Yıllar önce tıp fakültesinde öğrenciyken, bu yola insanları daha mutlu etmek için çıktığımı biliyordum. Yeniliklere açık, araştırmacı ve meraklı kişiliğim sayesinde o dönemlerde Türkiye’de pek bilinmeyen medikal estetik dalıyla tanıştım. Doğru bildiğim yolu takip ettim ve bu yol beni, Agora Milano Estetik Okulu’na kadar taşıdı. Orada en iyilerin öğrencisi olma ve çalışma şansı buldum. Halen her yıl düzenlenen Uluslararası Milano Medikal Estetik Tıp Kongresi’nin bilim kurulu üyeliğini sürdürüyorum.
Medikal estetik, insan sağlığının bir parçası olan dış görünüşünün, dolayısıyla da psiko-fizik dengesinin sağlanmasında ameliyatsız yöntemlerin tercih edildiği bir tıp dalı. Saç dökülmesinin önlenmesinden yüz gençleştirmeye, kırışıklık gidermeden cilt sıkılaştırmaya, leke ve iz tedavilerinden dolgu maddeleri ve botoks uygulamalarına hatta zayıflama, selülit tedavisi ve istenmeyen tüylerden kurtulmaya kadar uzanan çok geniş bir alanı kapsıyor.

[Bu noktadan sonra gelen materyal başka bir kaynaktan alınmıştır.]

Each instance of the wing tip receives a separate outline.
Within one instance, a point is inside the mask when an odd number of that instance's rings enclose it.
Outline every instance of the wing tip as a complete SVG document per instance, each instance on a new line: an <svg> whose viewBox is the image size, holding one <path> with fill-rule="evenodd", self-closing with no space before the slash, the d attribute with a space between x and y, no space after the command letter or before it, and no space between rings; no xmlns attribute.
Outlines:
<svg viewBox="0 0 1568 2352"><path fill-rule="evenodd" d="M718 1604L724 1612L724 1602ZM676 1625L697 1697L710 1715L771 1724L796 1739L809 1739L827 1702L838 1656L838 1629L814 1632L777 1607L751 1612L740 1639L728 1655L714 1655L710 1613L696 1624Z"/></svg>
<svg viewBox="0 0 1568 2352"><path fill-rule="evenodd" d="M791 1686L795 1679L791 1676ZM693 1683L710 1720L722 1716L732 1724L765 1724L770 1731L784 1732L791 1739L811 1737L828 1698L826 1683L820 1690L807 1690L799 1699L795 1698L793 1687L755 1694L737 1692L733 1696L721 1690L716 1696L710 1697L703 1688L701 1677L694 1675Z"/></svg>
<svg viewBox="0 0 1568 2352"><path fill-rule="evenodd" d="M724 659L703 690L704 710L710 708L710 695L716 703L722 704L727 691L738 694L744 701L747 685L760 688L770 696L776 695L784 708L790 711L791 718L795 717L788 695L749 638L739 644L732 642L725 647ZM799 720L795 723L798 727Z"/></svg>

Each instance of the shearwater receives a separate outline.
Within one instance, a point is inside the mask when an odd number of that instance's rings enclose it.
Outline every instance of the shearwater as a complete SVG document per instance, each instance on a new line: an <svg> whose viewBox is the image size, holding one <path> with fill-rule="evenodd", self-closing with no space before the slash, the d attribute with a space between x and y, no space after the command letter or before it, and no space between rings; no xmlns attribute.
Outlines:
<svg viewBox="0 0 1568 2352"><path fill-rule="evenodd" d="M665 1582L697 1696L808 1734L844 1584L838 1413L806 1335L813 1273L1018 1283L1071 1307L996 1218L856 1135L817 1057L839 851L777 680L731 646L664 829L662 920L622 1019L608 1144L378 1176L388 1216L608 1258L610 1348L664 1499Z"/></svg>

Seneler önce Türkiye’de Medikal Estetik kavramının yerleşmesinde ve gelişmesinde öncü olan biriyim. Estetiği, “Doğayı taklit etme sanatı” olarak tanımlıyorum. İşimi yaparken, çeyrek asırlık tıp doktorluğu bilgi ve tecrübemi, sanata olan ilgimle harmanlamaya çalışıyorum. Sanatsever bir ailede büyüdüm, sanata olan ilgim İtalyan Lisesi sıralarında aldığım eğitimle daha da pekişti ve gelişti. Hastalarım bana ilk geldiklerinde estetik beklentilerini dinlerim ve daha en başta şunu söylerim; “Senin isteklerinle örtüştürmeye çalışırım ama son sözü ben söylerim.” Bunu yapmaktaki amacım, abartıya kaçmadan, kişinin doğal görüntüsü ile uyumlu, güzelliğini, gençliğini ve tazeliğini uzun süre koruyabilmesini sağlayacak tedaviler sunmaktır.
Hastalarımı halen, Etiler Nispetiye Caddesi’ndeki polikliniğimde kabul ediyorum. Konularında uzman, benim vizyonumu ve ilkelerimi özümsemiş, genç, yetenekli, yeniliklere açık, bilgili, enerjik bir ekip ile birlikte çalışıyorum.